Impulse is the product of the net force and the time interval for which the force acts. Impulse is defined as:

Impulse = F \cdot Δ t

However, from Newton's Second Law, we know that

\begin{matrix} F & = & \frac{Δ p}{Δ t} \\ ∴ F \cdot Δ t & = & Δ p \\ = & Impulse \end{matrix}

Therefore,

Impulse = Δ p

Impulse is equal to the change in momentum of an object. From this equation we see, that for a given change in momentum, $F_{n e t} Δ t$ is fixed. Thus, if $F_{n e t}$ is reduced, $Δ t$ must be increased (i.e. a smaller resultant force must be applied for longer to bring about the same change in momentum). Alternatively if $Δ t$ is reduced (i.e. the resultant force is applied for a shorter period) then the resultant force must be increased to bring about the same change in momentum.

A 150 N resultant force acts on a 300 kg trailer. Calculate how long it takes this force to change the trailer's velocity from 2 m $\cdot$ s $^{- 1}$ to 6 m $\cdot$ s $^{- 1}$ in the same direction.
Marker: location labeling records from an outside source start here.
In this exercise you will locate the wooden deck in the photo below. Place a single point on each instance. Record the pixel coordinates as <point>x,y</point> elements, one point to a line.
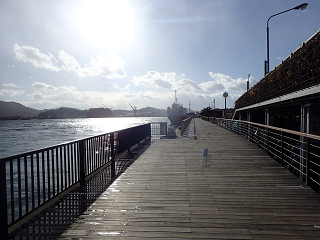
<point>241,193</point>
<point>171,192</point>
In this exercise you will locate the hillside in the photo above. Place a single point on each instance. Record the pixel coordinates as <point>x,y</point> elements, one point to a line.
<point>16,110</point>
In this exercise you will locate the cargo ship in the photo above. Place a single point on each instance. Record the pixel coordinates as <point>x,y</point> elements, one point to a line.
<point>176,113</point>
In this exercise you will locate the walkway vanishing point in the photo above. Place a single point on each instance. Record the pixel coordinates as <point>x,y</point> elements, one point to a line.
<point>241,193</point>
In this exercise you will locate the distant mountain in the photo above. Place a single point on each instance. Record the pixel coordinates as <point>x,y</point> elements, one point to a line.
<point>13,110</point>
<point>143,112</point>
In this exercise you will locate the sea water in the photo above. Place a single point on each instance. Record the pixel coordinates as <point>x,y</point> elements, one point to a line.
<point>19,136</point>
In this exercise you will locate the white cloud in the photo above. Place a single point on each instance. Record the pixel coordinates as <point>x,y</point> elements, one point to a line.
<point>10,85</point>
<point>226,83</point>
<point>10,92</point>
<point>37,59</point>
<point>126,88</point>
<point>107,65</point>
<point>171,81</point>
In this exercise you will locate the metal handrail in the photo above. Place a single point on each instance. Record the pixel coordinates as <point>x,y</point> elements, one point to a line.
<point>298,151</point>
<point>31,180</point>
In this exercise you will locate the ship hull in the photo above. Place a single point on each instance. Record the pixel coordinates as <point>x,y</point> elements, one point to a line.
<point>176,120</point>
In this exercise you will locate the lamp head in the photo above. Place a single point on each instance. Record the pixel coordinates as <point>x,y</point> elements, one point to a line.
<point>301,7</point>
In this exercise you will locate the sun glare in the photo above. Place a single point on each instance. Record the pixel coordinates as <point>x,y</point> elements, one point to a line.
<point>108,23</point>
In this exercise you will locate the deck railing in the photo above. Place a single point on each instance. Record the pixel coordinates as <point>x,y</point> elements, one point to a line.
<point>298,151</point>
<point>32,180</point>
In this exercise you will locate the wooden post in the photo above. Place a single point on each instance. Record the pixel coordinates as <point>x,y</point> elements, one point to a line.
<point>82,168</point>
<point>3,201</point>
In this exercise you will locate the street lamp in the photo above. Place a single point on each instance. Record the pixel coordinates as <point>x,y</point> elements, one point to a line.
<point>266,63</point>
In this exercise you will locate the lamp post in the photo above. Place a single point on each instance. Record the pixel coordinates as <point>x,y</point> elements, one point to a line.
<point>266,63</point>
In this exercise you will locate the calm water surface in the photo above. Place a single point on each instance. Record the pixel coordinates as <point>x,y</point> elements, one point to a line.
<point>26,135</point>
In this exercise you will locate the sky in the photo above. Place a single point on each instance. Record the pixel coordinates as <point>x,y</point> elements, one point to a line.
<point>109,53</point>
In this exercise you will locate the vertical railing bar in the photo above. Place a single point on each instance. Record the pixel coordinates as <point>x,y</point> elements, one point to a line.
<point>48,173</point>
<point>82,173</point>
<point>113,166</point>
<point>65,167</point>
<point>26,183</point>
<point>307,160</point>
<point>281,148</point>
<point>74,165</point>
<point>3,201</point>
<point>32,182</point>
<point>13,203</point>
<point>57,170</point>
<point>90,150</point>
<point>52,174</point>
<point>61,168</point>
<point>71,164</point>
<point>68,162</point>
<point>43,178</point>
<point>38,179</point>
<point>77,163</point>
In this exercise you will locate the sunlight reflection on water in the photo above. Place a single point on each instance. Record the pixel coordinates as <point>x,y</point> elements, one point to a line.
<point>21,136</point>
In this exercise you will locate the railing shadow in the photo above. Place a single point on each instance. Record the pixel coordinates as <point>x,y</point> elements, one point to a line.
<point>54,220</point>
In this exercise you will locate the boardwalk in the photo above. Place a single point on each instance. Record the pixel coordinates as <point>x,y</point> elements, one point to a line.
<point>241,193</point>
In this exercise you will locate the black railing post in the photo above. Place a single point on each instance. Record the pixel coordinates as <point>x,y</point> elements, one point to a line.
<point>82,168</point>
<point>3,201</point>
<point>113,164</point>
<point>307,160</point>
<point>281,152</point>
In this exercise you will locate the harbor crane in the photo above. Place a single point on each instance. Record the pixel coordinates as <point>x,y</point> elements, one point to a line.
<point>134,109</point>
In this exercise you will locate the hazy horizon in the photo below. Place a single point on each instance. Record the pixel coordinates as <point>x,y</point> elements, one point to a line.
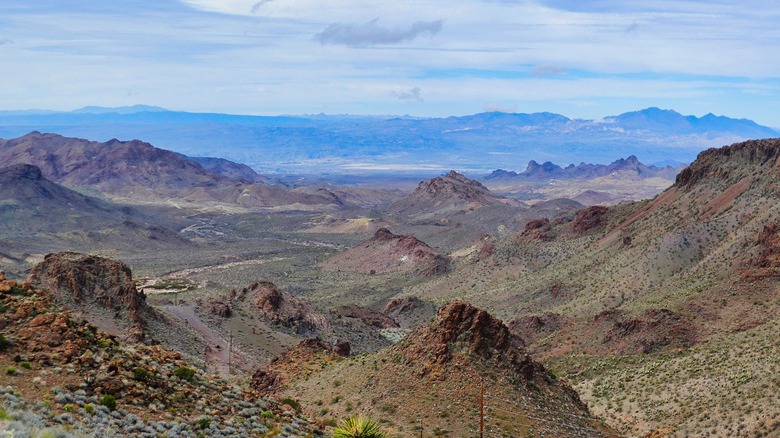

Assume that the forces acts to the right.

Identify what information is given and what is asked for
The question explicitly gives
- the trailer's mass as 300 kg,
- the trailer's initial velocity as 2 m $\cdot$ s $^{- 1}$ to the right,
- the trailer's final velocity as 6 m $\cdot$ s $^{- 1}$ to the right, and
- the resultant force acting on the object
all in the correct units!

We are asked to calculate the time taken $Δ t$ to accelerate the trailer from the 2 to 6 m $\cdot$ s $^{- 1}$ . From the Law of Momentum,

$\begin{matrix} F_{n e t} Δ t & = & Δ p \\ = & m v_{f} - m v_{i} \\ = & m (v_{f} - v_{i}) . \end{matrix}$

Thus we have everything we need to find $Δ t$ !
Choose a frame of reference
Choose right as the positive direction.
Do the calculation and quote the final answer
$\begin{matrix} F_{n e t} Δ t & = & m (v_{f} - v_{i}) \\ (+ 150 N) Δ t & = & (300 kg) ((+ 6 m \cdot s^{- 1}) - (+ 2 m \cdot s^{- 1})) \\ (+ 150 N) Δ t & = & (300 kg) (+ 4 m \cdot s^{- 1}) \\ Δ t & = & \frac{(300 kg) (+ 4 m \cdot s^{- 1})}{+ 150 N} \\ Δ t & = & 8 s \end{matrix}$

It takes 8 s for the force to change the object's velocity from 2 m $\cdot$ s $^{- 1}$ to the right to 6 m $\cdot$ s $^{- 1}$ to the right.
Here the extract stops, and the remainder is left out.